In nearby Hanford, Washington in 2015, the first ever gravitational wave was detected by humanity. A LIGO (laser interferometer gravitational wave observatory) detected the waves coming from a colliding pair of black holes 1.3 billion light years away. Indeed, LIGO has unveiled an aspect of the Universe that was previously unseen, and its discoveries resulted in the leaders of LIGO being awarded the 2017 Nobel Prize in Physics.

Zachariah Etienne, a computational astrophysicist and associate professor at the University of Idaho, simulates these colliding black holes using the Falcon supercomputer. These simulations provide the foundation for our understanding of the black holes and how they orbit.

“Gravitational waves from colliding black holes encode critically important information about the black holes, but extracting this information requires comparing the observed waves with millions of theoretical predictions,” he says. “These theoretical predictions are based on simulations of colliding black holes that solve the equations of Einsteinian gravity.”

Falcon provides a fast way for Etienne to perform trial simulations as he prepares the underlying software to release to the public to use on their computers.

Etienne aims to enlist volunteers from around the world to participate in future colliding black hole simulations. To include volunteers, he is working on a project titled BlackHoles@Home that implements new techniques to perform these simulations on desktop computers.

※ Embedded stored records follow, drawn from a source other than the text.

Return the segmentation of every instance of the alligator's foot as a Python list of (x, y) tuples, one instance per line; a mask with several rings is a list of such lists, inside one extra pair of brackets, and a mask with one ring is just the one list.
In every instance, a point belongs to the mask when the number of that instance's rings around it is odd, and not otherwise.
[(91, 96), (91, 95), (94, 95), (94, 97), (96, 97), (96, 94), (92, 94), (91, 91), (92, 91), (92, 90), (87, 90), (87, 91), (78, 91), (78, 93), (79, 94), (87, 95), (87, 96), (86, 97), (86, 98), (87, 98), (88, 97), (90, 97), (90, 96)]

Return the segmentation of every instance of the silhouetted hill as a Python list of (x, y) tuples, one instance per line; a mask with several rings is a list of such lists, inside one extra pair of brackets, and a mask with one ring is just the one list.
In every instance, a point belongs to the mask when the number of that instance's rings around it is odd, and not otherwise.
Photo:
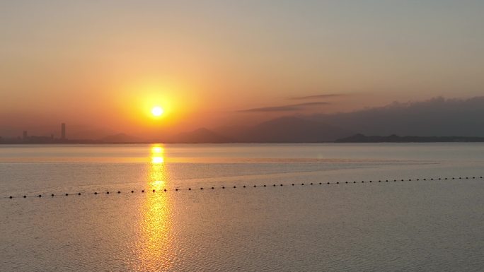
[(110, 135), (101, 138), (100, 141), (104, 143), (142, 143), (144, 141), (142, 138), (123, 133)]
[(231, 139), (237, 139), (249, 128), (249, 126), (246, 126), (225, 125), (212, 129), (212, 131), (219, 135), (221, 135)]
[(205, 128), (198, 129), (190, 132), (183, 132), (170, 141), (172, 143), (232, 143), (233, 140), (216, 134)]
[(333, 141), (354, 132), (298, 117), (281, 117), (242, 131), (238, 141), (245, 143), (317, 143)]
[(364, 136), (361, 134), (338, 139), (336, 143), (442, 143), (442, 142), (484, 142), (484, 137), (462, 136)]

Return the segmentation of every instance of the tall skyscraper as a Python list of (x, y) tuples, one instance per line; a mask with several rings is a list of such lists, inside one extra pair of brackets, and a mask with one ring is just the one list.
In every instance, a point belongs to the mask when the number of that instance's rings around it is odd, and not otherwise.
[(61, 139), (66, 139), (66, 123), (61, 124)]

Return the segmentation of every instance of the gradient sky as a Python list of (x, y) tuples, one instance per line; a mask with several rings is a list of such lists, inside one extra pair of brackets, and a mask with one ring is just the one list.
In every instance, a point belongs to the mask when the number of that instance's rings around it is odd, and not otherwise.
[(4, 1), (0, 134), (482, 95), (483, 14), (482, 1)]

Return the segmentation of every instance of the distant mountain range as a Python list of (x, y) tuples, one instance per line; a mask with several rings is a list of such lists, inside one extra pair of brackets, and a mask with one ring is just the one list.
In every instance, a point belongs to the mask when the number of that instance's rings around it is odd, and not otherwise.
[[(217, 131), (217, 132), (215, 132)], [(281, 117), (254, 126), (222, 126), (184, 132), (169, 143), (320, 143), (331, 142), (355, 132), (296, 117)]]
[[(484, 97), (466, 100), (437, 97), (417, 102), (394, 102), (385, 107), (352, 112), (283, 117), (252, 126), (227, 125), (210, 129), (200, 128), (154, 139), (117, 134), (96, 137), (96, 140), (69, 141), (185, 143), (452, 142), (483, 141), (482, 137), (484, 137)], [(52, 141), (44, 138), (42, 141), (45, 143)], [(32, 141), (36, 143), (40, 140), (30, 137), (26, 141), (18, 138), (2, 139), (0, 137), (0, 143)]]

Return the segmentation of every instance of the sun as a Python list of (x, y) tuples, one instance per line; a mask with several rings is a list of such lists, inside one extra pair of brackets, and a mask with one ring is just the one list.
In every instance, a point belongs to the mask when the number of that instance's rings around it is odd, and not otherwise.
[(153, 114), (153, 116), (155, 116), (155, 117), (161, 116), (161, 114), (163, 114), (163, 112), (164, 111), (163, 110), (163, 108), (161, 108), (161, 107), (159, 107), (159, 106), (154, 107), (151, 109), (151, 114)]

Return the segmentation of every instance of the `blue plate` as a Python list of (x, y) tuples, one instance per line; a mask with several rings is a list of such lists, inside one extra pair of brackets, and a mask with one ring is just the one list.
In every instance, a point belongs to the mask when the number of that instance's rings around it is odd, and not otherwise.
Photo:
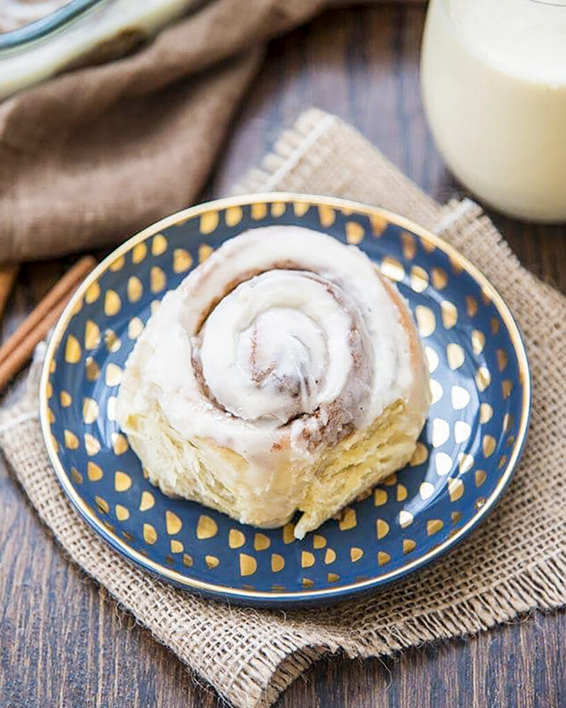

He hopes to gather a huge group of volunteers performing these simulations on their computers that will “help generate the largest and most accurate catalog of theoretical predictions for colliding black hole gravitational waves,” he says.

“The research is quite timely,” he says, “as the LIGO telescopes are about to come online again in the coming months with the greatest sensitivity ever, and future gravitational wave telescopes will only improve on the current state-of-the-art.”